Hacker News new | ask | show | jobs
by Der_Einzige 527 days ago
Everyone keeps claiming this but we have zero evidence of any kind of scaling wall what-so-ever. Oh you mean data? Synthetic Data, Agents, and Digitization solve that.
3 comments

I disagree, but I also wasn’t referring to the exhaustion of training materials. I am referring to the fact that exponentially more compute is required to achieve linear gains in performance. At some point, it just won’t be feasible to do $50B training runs, you know?
50B still seems reasonable compared to the revenue of the Big AI companies.
what revenues? If by big AI companies you mean llm service providers (OpenAI, ...), their revenues are far from high or profitable. https://www.cnbc.com/2024/09/27/openai-sees-5-billion-loss-t...

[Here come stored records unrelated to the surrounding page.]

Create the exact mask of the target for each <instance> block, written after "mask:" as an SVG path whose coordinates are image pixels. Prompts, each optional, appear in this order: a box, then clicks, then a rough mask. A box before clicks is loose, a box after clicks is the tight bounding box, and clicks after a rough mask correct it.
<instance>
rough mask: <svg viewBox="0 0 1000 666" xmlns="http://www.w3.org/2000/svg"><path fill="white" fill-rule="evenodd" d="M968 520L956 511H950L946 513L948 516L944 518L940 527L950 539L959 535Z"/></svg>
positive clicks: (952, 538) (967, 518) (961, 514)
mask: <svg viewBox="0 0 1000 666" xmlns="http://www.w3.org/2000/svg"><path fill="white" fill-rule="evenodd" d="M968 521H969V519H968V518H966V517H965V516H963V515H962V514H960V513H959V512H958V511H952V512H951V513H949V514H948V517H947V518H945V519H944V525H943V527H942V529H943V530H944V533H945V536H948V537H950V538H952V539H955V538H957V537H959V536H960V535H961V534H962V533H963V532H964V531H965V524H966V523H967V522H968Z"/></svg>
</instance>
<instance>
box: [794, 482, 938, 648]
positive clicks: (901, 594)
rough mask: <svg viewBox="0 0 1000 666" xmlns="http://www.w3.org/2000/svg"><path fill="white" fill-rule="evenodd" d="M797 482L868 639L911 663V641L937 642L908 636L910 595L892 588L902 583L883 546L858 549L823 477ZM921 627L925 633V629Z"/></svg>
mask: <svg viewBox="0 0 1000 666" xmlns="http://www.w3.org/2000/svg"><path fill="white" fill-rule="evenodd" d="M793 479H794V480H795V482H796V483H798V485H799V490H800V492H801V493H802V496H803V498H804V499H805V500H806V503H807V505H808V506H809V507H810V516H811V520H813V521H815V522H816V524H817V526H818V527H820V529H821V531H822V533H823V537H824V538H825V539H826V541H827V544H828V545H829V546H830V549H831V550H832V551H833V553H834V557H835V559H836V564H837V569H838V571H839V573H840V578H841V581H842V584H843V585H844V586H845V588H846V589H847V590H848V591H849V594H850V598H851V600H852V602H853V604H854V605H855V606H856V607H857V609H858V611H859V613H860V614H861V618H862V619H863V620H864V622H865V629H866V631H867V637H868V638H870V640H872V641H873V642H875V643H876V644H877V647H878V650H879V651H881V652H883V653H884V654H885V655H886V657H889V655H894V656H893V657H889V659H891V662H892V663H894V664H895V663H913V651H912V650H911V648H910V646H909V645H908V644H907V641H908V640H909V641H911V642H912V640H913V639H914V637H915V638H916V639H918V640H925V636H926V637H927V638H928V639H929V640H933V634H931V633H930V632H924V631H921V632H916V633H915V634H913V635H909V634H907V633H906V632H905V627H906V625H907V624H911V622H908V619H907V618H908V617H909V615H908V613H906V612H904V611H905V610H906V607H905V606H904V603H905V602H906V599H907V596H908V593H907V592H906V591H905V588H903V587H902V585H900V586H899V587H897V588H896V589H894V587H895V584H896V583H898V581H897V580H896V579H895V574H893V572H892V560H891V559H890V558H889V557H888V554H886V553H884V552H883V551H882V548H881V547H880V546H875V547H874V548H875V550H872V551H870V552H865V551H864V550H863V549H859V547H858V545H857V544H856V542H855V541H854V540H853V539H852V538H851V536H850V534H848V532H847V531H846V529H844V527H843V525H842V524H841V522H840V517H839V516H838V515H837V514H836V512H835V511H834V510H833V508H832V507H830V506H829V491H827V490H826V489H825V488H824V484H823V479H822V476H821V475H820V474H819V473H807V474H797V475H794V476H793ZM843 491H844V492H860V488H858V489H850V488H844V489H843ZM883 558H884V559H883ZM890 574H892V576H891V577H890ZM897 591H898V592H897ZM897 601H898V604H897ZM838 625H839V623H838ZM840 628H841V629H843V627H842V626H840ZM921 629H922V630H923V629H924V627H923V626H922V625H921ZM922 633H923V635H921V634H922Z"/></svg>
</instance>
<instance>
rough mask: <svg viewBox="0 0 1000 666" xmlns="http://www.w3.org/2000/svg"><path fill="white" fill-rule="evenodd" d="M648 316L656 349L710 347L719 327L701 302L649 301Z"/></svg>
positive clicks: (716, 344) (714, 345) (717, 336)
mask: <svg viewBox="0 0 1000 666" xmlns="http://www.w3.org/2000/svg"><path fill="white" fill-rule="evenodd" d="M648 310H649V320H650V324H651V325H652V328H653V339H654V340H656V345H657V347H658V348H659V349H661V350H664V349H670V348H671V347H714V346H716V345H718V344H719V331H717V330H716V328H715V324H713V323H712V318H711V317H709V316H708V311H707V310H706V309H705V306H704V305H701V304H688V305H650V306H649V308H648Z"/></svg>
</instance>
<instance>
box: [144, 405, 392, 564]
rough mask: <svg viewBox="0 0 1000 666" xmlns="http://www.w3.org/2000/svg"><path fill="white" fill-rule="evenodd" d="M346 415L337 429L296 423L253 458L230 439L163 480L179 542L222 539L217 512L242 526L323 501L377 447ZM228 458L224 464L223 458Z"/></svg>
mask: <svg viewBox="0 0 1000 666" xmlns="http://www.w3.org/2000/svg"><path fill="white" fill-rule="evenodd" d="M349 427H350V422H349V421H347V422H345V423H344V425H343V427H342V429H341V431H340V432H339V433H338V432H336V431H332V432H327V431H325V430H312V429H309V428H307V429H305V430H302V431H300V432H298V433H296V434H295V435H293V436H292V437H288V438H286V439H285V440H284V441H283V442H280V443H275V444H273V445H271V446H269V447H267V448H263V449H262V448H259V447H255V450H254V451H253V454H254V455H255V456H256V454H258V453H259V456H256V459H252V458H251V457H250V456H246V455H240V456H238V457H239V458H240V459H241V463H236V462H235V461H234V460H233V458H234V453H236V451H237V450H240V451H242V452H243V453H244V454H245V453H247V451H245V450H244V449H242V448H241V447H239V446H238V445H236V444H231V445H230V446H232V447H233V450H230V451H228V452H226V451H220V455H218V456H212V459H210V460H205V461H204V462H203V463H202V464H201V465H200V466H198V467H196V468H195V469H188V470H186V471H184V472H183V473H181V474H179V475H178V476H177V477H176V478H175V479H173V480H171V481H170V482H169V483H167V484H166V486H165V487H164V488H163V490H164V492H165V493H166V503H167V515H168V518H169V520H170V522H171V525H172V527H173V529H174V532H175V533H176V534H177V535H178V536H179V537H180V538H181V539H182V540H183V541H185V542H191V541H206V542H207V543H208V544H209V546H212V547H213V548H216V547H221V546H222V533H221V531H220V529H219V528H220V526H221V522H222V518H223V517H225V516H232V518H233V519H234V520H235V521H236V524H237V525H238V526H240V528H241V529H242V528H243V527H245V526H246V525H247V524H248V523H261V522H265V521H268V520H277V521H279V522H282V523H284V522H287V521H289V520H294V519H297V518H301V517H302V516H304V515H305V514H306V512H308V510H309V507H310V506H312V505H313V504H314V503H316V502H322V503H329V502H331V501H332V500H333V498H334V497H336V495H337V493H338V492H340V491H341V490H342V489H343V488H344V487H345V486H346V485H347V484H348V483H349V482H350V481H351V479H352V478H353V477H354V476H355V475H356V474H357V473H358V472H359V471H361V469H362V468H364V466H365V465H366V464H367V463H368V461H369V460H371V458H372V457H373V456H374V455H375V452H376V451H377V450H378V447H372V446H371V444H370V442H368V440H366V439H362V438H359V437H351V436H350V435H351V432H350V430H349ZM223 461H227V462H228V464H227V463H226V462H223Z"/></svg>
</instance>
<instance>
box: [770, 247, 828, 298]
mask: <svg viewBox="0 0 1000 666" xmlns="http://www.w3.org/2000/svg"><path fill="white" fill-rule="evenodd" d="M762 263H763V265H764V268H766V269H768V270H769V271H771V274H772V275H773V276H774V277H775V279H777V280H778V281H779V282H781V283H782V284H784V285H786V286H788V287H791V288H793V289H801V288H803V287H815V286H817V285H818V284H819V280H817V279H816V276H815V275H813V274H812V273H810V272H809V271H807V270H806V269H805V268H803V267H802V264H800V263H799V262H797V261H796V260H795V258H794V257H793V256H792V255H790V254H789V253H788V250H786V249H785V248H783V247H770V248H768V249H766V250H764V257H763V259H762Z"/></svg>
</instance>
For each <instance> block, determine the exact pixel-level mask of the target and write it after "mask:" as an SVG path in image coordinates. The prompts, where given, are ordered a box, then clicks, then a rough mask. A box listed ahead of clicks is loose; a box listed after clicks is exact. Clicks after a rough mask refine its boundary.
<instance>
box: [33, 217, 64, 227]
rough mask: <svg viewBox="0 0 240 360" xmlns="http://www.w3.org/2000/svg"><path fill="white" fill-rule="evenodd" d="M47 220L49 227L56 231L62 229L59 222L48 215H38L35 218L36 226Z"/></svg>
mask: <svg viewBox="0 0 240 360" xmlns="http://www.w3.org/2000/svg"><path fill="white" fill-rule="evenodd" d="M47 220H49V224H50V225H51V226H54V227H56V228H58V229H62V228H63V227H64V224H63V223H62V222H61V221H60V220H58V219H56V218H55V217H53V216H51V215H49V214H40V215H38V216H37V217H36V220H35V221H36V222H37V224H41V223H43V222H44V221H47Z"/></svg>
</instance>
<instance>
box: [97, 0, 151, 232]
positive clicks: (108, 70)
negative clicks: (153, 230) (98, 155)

Maybe Nvidia, but they are a chip / hardware maker first. And even for them 50B training run with no exponential gains seems unreasonable.

Better to optimize the architecture / approach first, which also is what most companies are doing now before scaling out.

It's not unusual to make infrastructure investments that will pay off in 30-50 years. I don't see why not an AI model - unless it's not true that we're at the end of scaling.
There were multiple reports confirming that OpenAI's Orion (planned to be GPT-5) yielded unexpectedly weak results.
And not just OpenAI is facing this problem. Anthropic and Google as well.
So Deepseek V3 did nothing to show you how wrong this take is?
And costs $500 million per training run.
There seems to be a affordable scaling wall.